The New York Times published an article on Sunday about the virtual freeze on US funding for some government HIV/AIDS programs, such as in Uganda (and you can also see the Boston Globe article, published in early April, about it here). Unsurprisingly, the donor environment has been tight-fisted following the economic recession. Medical interventions for HIV/AIDS are incredibly successful--antiretroviral drugs (ARVs) are nothing short of a miracle--but they're expensive, and promoting adherence to complicated regimens, even without stigma, is not easy (Shameless plug alert: That's part of what makes m2m great, since we promote behavior change and empowerment by using mothers living with HIV as role models). But if patients living with HIV can't get drugs, which sounds like it's going to be increasingly more frequent as the US government and other donors continue to cut or freeze funding, they can't stay healthy. This will cause further illness, death, and a greater number of drug-resistant cases of HIV, as patients cannot access the ARVs they are supposed to take for life.
What's sad in this situation is that in shifting away from HIV/AIDS to maternal and infant health, the Obama Administration and others (such as the Gates Foundation) are actually hurting their own initiatives. Without prevention-of-mother-to-child transmission (PMTCT) drugs and programs, pregnant women are at a much higher risk--up to 30% (as opposed to less than 2% with PMTCT interventions)--of transmitting HIV to their infants. Furthermore, pregnant women who are HIV-positive are at a much higher risk for complications and death in pregnancy and childbirth, and ARVs can help mitigate this risk. And finally, if HIV-positive new mothers die of HIV/AIDS related-illnesses or are too sick to work or to care for their babies, then an even larger number of AIDS orphans and vulnerable children will surface and a larger number of babies will die.
There's no doubt that it's a complex issue.
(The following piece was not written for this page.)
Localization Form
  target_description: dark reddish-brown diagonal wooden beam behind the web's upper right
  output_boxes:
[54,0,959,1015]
The allegations of corruption by Ugandan officials and a refusal by Uganda to invest enough in their own health infrastructure in the NYT article further contribute to the notion of "Dead Aid" (see Dambisa Moyo), on which I'm still undecided. Furthermore, what this kind of freeze communicates, to some extent, is that the lives of people living with HIV/AIDS are not worth saving--they're sick and expendable--and the treatments that can save them and help them be productive and healthy members of society aren't worth it. Don't try to tell me that's not wrong.
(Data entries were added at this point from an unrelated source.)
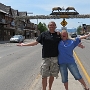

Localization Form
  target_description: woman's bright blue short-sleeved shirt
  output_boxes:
[58,37,81,64]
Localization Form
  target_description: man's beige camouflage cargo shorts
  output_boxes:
[40,57,59,78]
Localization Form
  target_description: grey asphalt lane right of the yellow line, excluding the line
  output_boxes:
[75,39,90,76]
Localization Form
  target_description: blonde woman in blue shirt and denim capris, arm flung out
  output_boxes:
[58,30,90,90]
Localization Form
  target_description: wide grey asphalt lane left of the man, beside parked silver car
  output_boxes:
[0,39,41,90]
A recent Doctors Without Borders (MSF) report best sums up the situation with a quotation from Olesi Ellemani Pasulani, an MSF clinical officer at a hospital in Malawi:
What's sad in this situation is that in shifting away from HIV/AIDS to maternal and infant health, the Obama Administration and others (such as the Gates Foundation) are actually hurting their own initiatives. Without prevention-of-mother-to-child transmission (PMTCT) drugs and programs, pregnant women are at a much higher risk--up to 30% (as opposed to less than 2% with PMTCT interventions)--of transmitting HIV to their infants. Furthermore, pregnant women who are HIV-positive are at a much higher risk for complications and death in pregnancy and childbirth, and ARVs can help mitigate this risk. And finally, if HIV-positive new mothers die of HIV/AIDS related-illnesses or are too sick to work or to care for their babies, then an even larger number of AIDS orphans and vulnerable children will surface and a larger number of babies will die.
There's no doubt that it's a complex issue. The allegations of corruption by Ugandan officials and a refusal by Uganda to invest enough in their own health infrastructure in the NYT article further contribute to the notion of "Dead Aid" (see Dambisa Moyo), on which I'm still undecided. Furthermore, what this kind of freeze communicates, to some extent, is that the lives of people living with HIV/AIDS are not worth saving--they're sick and expendable--and the treatments that can save them and help them be productive and healthy members of society aren't worth it. Don't try to tell me that's not wrong.
A recent Doctors Without Borders (MSF) report best sums up the situation with a quotation from Olesi Ellemani Pasulani, an MSF clinical officer at a hospital in Malawi:
"It is important to continue with ART and increase it even more. How can you go back to rationing access to care? It is a right to life. If treatment is threatened it will mean we go back to a situation worse than before ART [when HIV was a "death sentence" and many did not get HIV tests because there was no medical solution]. It will also damage the relationship of trust that communities have built with healthcare workers over the years."
Of course donors should be focusing on maternal and infant health--I saw enough in my nine months in Sierra Leone to confirm that. But HIV/AIDS issues should not suffer in the name of maternal and infant health--it's all connected. We need to be increasing our foreign aid for health, especially when people are suffering in the wake of the recession. All-in-all, cutting or freezing funding for HIV/AIDS is going to create ripples beyond the 33 million people living with HIV/AIDS in the world. It will also affect their children, families, friends, communities, and countries. Now more than ever (to quote the title of a recent WHO report), we should be funding health for men, women, and children in every part of the world.